Днем, когда небо под стать известке,
сам Казимир бы их не заметил,
.
белых на белом. Вот почему незримы
ангелы. Холод приносит пользу
ихнему воинству: их, крылатых,
мы обнаружили бы, воззри мы
вправду горе, где они, как по льду,
скользят белофиннами в маскхалатах.
.
. . . . . . X
Я не способен к жизни в других широтах.
Я нанизан на холод, как гусь на вертел.
Слава голой березе, колючей ели,
лампочке желтой в пустых воротах,–
слава всему, что приводит в движенье ветер!
В зрелом возрасте это – вариант колыбели,
.
Север – честная вещь. Ибо одно и то же
он твердит вам всю жизнь – шепотом, в полный голос
в затянувшейся жизни – разными голосами.
Пальцы мерзнут в унтах из оленьей кожи,
напоминая забравшемуся на полюс
о любви, о стоянии под часами.
.
. . . . . . XI
В сильный мороз даль не поет сиреной.
В космосе самый глубокий выдох
не гарантирует вдоха, уход – возврата.
Время есть мясо немой Вселенной.
Там ничего не тикает.

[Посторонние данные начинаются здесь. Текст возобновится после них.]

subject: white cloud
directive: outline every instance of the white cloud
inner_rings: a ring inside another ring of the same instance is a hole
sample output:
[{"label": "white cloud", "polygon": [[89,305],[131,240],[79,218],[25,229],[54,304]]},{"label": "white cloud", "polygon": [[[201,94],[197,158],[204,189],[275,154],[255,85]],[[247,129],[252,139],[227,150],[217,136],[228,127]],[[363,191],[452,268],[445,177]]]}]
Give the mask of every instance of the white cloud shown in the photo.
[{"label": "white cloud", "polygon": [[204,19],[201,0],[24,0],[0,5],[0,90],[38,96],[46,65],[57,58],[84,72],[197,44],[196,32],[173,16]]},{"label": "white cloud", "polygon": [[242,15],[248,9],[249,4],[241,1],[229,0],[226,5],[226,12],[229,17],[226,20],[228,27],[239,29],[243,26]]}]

Даже выпав
из космического аппарата,
.
ничего не поймаете: ни фокстрота,
ни Ярославны, хоть на Путивль настроясь.
Вас убивает на внеземной орбите
отнюдь не отсутствие кислорода,
но избыток Времени в чистом, то есть
без примеси вашей жизни, виде.
.
. . . . . . XII
Зима! Я люблю твою горечь клюквы
к чаю, блюдца с дольками мандарина,
твой миндаль с арахисом, граммов двести.
Ты раскрываешь цыплячьи клювы
именами «Ольга» или «Марина»,
произносимыми с нежностью только в детстве
.
и в тепле. Я пою синеву сугроба
в сумерках, шорох фольги, частоту бемоля –
точно «чижика» где подбирает рука Господня.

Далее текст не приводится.